Sia pure nel clima di (temporaneo?) armistizio sopraggiunto grazie alla prospettiva di incontro pubblico, se mai si farà, con la mediazione di Michele Emiliano – sia pure in questo clima, non possiamo evitare di farci (e di fare) alcune domande piuttosto spinose, alle quali gradiremmo una risposta convincente e DO-CU-MEN-TA-TA.
La prima domanda, la più banale, è così, facile facile. Piatta piatta.
Si può sapere chi sono i progettisti dell’obbrobrio del piano che l’amministrazione vuole a tutti i costi imporre alla Città?
A una Città che ha espresso chiarissimamente il suo rifiuto, e parallelamente il desiderio che la Piazza sia RISPETTATA, conservata e appunto, con quei soldi, riqualificata e rimessa a nuovo – ma non certo distrutta. Tutt’altro.
Una Città che ci ha dato più di mille firme in uno schiocco di dita. E non perché siamo bravi noi. Ma perché la scelta è facile, diffusa, profonda.
Si tratta dell’Anima, di questa sventurata Città.
Perciò. Chi sono i progettisti? È nostro diritto saperlo.
Dovrebbe essere una domanda facile. Firmare i propri progetti è il sogno di ogni progettista, appunto. Perché invece questo Progetto è senza nome?
Opposte Presentazioni
Nel maggio scorso, durante la tumultuosa “presentazione” a Palazzo Caputi, il progetto in questione venne presentato con ben 4 (quattro!) firme: Balducci, Catella, De Mattia e Ruta.
Per inciso, tre su quattro non sono ruvesi; niente di strano che non “sentano” l’alito della Storia ancora ben viva in quel luogo-simbolo, poiché per loro probabilmente è fatto solo di scomponibilissime forme geometriche.
Non è mica una colpa, beninteso: ma aiuta a capire la genesi di un mostro. Un piano-frankenstein che interseca forme geometriche in un tutto senz’anima, che non c’entra niente con il corpo, col contesto e con l’Anima Storica in cui andrà inserito.
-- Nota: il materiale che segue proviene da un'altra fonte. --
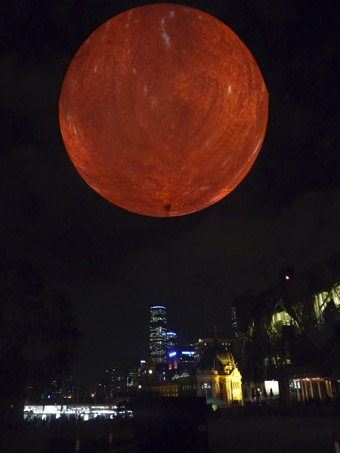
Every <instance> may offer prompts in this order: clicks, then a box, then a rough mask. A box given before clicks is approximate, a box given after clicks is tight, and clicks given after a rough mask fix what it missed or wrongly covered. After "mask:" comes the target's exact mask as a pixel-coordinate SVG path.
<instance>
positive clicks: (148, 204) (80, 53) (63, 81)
mask: <svg viewBox="0 0 340 453" xmlns="http://www.w3.org/2000/svg"><path fill="white" fill-rule="evenodd" d="M59 116H60V128H61V133H62V136H63V140H64V143H65V147H66V150H67V151H68V153H69V155H70V158H71V160H72V162H73V163H74V165H75V167H76V169H77V170H78V172H79V173H80V175H81V176H82V178H83V179H84V180H85V181H86V182H87V184H88V185H89V186H90V187H92V189H94V190H95V191H96V192H98V193H99V194H100V195H101V196H102V197H104V198H105V199H107V200H109V201H110V202H112V203H114V204H115V205H117V206H120V207H122V208H125V209H127V210H128V211H132V212H135V213H138V214H144V215H149V216H158V217H163V216H179V215H184V214H188V213H191V212H195V211H199V210H201V209H203V208H205V207H207V206H209V205H211V204H213V203H215V202H217V201H218V200H220V199H221V198H223V197H224V196H225V195H227V194H228V193H229V192H231V191H232V190H233V189H234V188H235V187H236V186H237V185H238V184H239V183H240V182H241V181H242V179H243V178H244V177H245V176H246V174H247V173H248V171H249V170H250V168H251V166H252V165H253V163H254V161H255V159H256V157H257V155H258V153H259V151H260V148H261V146H262V143H263V139H264V135H265V130H266V125H267V117H268V93H267V90H266V86H265V84H264V81H263V79H262V76H261V73H260V70H259V68H258V66H257V64H256V62H255V60H254V58H253V57H252V55H251V53H250V52H249V50H248V49H247V48H246V47H245V45H244V44H243V43H242V41H241V40H240V39H239V38H238V37H237V36H236V35H235V33H234V32H233V31H231V30H230V29H229V28H228V27H227V26H226V25H224V24H223V23H222V22H220V21H219V20H217V19H215V18H214V17H212V16H210V15H208V14H206V13H204V12H202V11H199V10H196V9H192V8H188V7H185V6H181V5H171V4H154V5H147V6H142V7H138V8H135V9H132V10H130V11H126V12H123V13H121V14H119V15H117V16H115V17H113V18H112V19H110V20H108V21H107V22H105V23H104V24H103V25H101V26H100V27H99V28H97V29H96V30H95V31H94V32H93V33H92V34H91V35H90V36H89V38H88V39H87V40H86V41H85V42H84V43H83V44H82V45H81V47H80V48H79V50H78V51H77V53H76V54H75V56H74V57H73V59H72V61H71V63H70V65H69V67H68V70H67V72H66V75H65V79H64V81H63V85H62V89H61V93H60V99H59Z"/></svg>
Meno di due mesi dopo, nella non meno accesa ri-“presentazione” dell’obbro piano così modificato (con la circonferenza solo accennata in vago ricordo della Rotonda distrutta), la signora De Mattia ha pubblicamente affermato (rispondendo proprio al sottoscritto) che nessun architetto ci aveva messo mano, e che l’intero piano era figlio dell’Ufficio tecnico (“un ingegnere e due geometri“).
Padri putativi
E infatti attualmente il Piano porta la firma dell’ing. Gramegna dell’UT. Cosa peraltro che porta non pochi né lievi problemi. Ma sorvoliamo per ora.
Quando però abbiamo cominciato questa battaglia di Civiltà in difesa della Storia e dell’Identità ruvesi (e non solo) ecco che hanno preso ad agitarsi di nuovo alcuni dei 4 progettisti sopra citati, proprio come se il piano fosse figlio loro.
Ora, la verità si intuisce. Ma si sa che noi ci fidiamo solo delle carte.
Perciò al Sindaco e a chi di competenza chiediamo di rispondere documentatamente alla predetta facilissima domanda: chi è il vero padre, o chi sono i padri, di quel Piano?
E perché mai il Piano ha avuto così tanti padri?
E perché, se i “padri” sono quegli altri NON lo firmano pur potendolo (sono architetti), mentre lo firma l’unico che non può, essendo ingegnere?
Cosa spinge (o costringe) i padri a non riconoscere il figlio e invece dare in adozione il poverino a uno che non può essergli padre?
C’è qualcosa che non quadra?
E quando si è mentito alla Città? A maggio o a luglio?
E, soprattutto, perché?
Aggiornamento.
Questo articolo è stato scritto prima del 12 febbraio 2015. In tale data, durante l’ormai famoso incontro delle registrazioni clandestine, erano come detto presenti tre architetti che si sono verbalmente qualificati come “progettisti”.
Due, già noti nella vicenda; l’altro, finora mai nominato.
Il che complica ulteriormente le cose. E rende ancor più urgente la domanda su quale sia la verità – e per quale mai motivo l’Amministrazione abbia, con ogni evidenza, in una occasione o nell’altra, mentito ai Cittadini.
Ignoriamo tuttavia chi abbia effettivamente firmato il Piano definitivo che l’Amministrazione afferma verbalmente di aver spedito a Bari sempre il 12 febbraio scorso.
Dovrebbe essere scontato, in un Paese normale. In questa continua lotteria, non lo è affatto.